Figure 4.

Netrin-1 mRNA is translated through IRES-dependent translation. HepaRG cells were transfected with bicistronic vectors carrying the netrin-1 5’UTR or the HCV IRES between the Rluc and Fluc coding regions. Three days after transfection, cells were treated for 4 hours with increasing amounts of DTT or left untreated. (A) The netrin-1 5’UTR allows Fluc translation in a bicistronic construct upon UPR. (B) Renilla luciferase activity (RLU) is decreased after DTT treatment. (C) Firefly luciferase activity (RLU) is differentially modulated after DTT treatment. (D) Northern blot showing the presence of a unique mRNA population of the expected size being synthesized. Equal loading was confirmed by 18S and 28S intensities. (E) FLuc/RLuc mRNA ratio is unchanged after DTT treatment. (F) The interaction between the netrin-1 5’UTR and the 40S ribosomal subunit is concentration-dependent.

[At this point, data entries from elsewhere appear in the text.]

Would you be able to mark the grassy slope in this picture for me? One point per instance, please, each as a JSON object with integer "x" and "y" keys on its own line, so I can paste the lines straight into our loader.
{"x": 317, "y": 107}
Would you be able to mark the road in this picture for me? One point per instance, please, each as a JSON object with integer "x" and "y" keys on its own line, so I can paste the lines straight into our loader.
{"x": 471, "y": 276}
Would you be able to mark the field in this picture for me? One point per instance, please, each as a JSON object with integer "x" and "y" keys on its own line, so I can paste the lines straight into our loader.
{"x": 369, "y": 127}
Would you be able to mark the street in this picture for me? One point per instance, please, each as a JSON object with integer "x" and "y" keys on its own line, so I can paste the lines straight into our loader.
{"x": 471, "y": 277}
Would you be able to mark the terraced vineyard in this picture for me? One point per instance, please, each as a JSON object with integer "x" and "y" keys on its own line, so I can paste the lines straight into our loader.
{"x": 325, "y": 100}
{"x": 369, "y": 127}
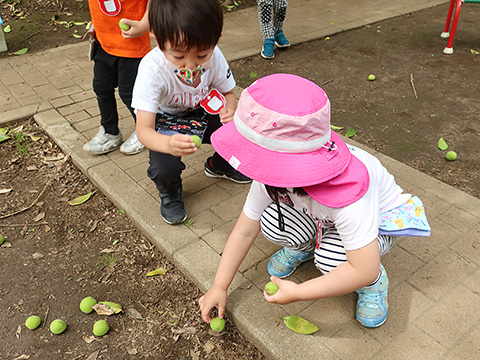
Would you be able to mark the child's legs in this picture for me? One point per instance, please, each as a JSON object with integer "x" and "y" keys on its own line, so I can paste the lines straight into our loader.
{"x": 279, "y": 14}
{"x": 331, "y": 252}
{"x": 105, "y": 80}
{"x": 165, "y": 171}
{"x": 127, "y": 72}
{"x": 265, "y": 16}
{"x": 300, "y": 229}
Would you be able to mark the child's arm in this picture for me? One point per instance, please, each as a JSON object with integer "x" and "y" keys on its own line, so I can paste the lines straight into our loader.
{"x": 236, "y": 248}
{"x": 176, "y": 145}
{"x": 361, "y": 269}
{"x": 137, "y": 28}
{"x": 226, "y": 114}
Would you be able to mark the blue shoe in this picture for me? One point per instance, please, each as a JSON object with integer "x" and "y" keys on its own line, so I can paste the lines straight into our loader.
{"x": 284, "y": 262}
{"x": 372, "y": 305}
{"x": 172, "y": 207}
{"x": 280, "y": 39}
{"x": 267, "y": 49}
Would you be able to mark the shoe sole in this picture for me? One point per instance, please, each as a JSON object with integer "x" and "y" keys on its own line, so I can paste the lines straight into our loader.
{"x": 102, "y": 152}
{"x": 281, "y": 46}
{"x": 175, "y": 223}
{"x": 213, "y": 175}
{"x": 132, "y": 152}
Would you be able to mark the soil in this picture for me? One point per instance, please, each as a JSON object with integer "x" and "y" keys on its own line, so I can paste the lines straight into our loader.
{"x": 398, "y": 116}
{"x": 54, "y": 254}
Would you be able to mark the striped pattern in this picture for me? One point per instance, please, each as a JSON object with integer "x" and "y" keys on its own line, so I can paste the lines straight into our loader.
{"x": 300, "y": 233}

Internally ³²P-labeled netrin-1 5’UTR transcript was incubated with purified 40S particles in binding buffer. Complexes were detected by filter retention (mean ± SD, n = 3). (G) The interaction between the netrin-1 5’UTR and 40S subunit is displaced by the HCV IRES. The internally ³²P-labeled netrin-1 5’UTR RNA was incubated with the purified 40S particle in the presence of increasing amounts of the unlabeled transcripts (mean ± SD, n = 3).